Left Haiti on a Tuesday morning in August last year for a family visit and medical checkup. The following Saturday morning, at my parents’ house in Montana, I received a call from my wife Hertha in Les Cayes, Haiti, “Tranbleman dtè, Nicho! Earthquake, Nicho!” Her voice was trembling, but she was able to answer my questions about injuries, damage, and deaths. She, Stephane, and Elvin were OK, Mèsi Jezi! The house we live in sustained minor damage, but Hertha did not yet know the extent of the destruction in south Haiti.
The earthquake of August 14, 2021, on the Tiburon fault line just north of Les Cayes was more powerful than the 2010 earthquake which caused so much destruction and death in Port-au-Prince.

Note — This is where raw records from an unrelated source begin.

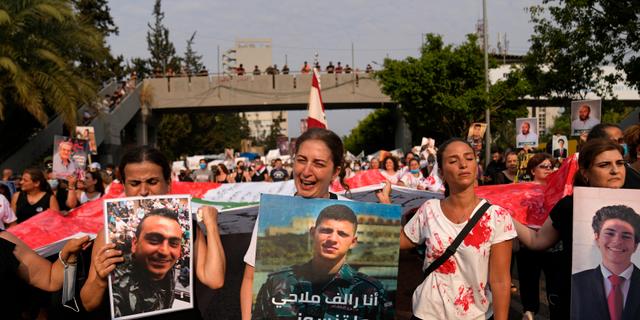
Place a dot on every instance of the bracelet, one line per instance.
(66, 265)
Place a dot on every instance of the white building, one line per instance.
(251, 52)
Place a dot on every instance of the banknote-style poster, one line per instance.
(606, 230)
(70, 157)
(325, 259)
(88, 133)
(155, 235)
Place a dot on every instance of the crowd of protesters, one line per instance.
(35, 190)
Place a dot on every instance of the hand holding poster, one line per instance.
(527, 135)
(155, 237)
(69, 157)
(606, 232)
(315, 259)
(88, 133)
(585, 115)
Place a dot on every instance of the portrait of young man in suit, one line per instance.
(612, 289)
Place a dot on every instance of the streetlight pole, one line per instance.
(486, 82)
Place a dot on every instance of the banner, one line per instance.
(238, 203)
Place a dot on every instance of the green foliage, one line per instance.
(140, 66)
(192, 60)
(162, 50)
(573, 38)
(200, 133)
(271, 140)
(42, 43)
(376, 131)
(97, 13)
(443, 91)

The need to know distracted me. Cancer checkup? I don’t have time for cancer; I have to get back to Haiti. The best source of news was Life in Haiti with Marie on Youtube. I saw her video tour of Cayes and a segment on the collapse of Hertha’s sister’s house in Sou Wòch. I saw the misery of people trying to sleep outside under tarps as a near hurricane-force tropical storm blasted south Haiti. My scan for cancer was clear (thank you Yahweh Rapha!), and I returned to Haiti less than 10 days after the earthquake.

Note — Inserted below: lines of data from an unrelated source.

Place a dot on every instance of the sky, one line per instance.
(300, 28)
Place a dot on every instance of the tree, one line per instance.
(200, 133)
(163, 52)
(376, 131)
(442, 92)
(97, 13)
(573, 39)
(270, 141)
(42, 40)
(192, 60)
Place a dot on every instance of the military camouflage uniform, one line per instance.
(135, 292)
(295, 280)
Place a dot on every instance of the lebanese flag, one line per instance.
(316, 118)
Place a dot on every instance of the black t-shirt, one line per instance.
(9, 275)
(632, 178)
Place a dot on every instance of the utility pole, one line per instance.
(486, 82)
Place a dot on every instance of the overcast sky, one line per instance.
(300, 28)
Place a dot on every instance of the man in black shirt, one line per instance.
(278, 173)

Although the Port-au-Prince earthquake garnered help, tons of supplies, and billions of dollars pledged from nearly the whole world, the trembler in south Haiti received much less of everything. I returned with money from my church, Good Shepherd Community Church in Boring, Oregon, and money from generous friends to a place of huge need. Haiti’s infrastructure, which is fragile on good days, was in shambles after the earthquake. Electricity, water, telephone, banking services, wire transfers for money–all sporadic at best,if at all. I had some cash, but… how to most effectively use it? Some needs were just obvious–food, water, and shelter–and I could have easily and quickly spent all the money available to me to help in that way. One hundred tarps would have cost six thousand dollars. Tarps were needed, but I had to think about the role of Haitian Mason Project. We are not a relief organization or set up to be one like Samaritan’s Purse and others. I felt less stress after acknowledging this fact and was confident that the money we did spend on immediate needs was money well spent.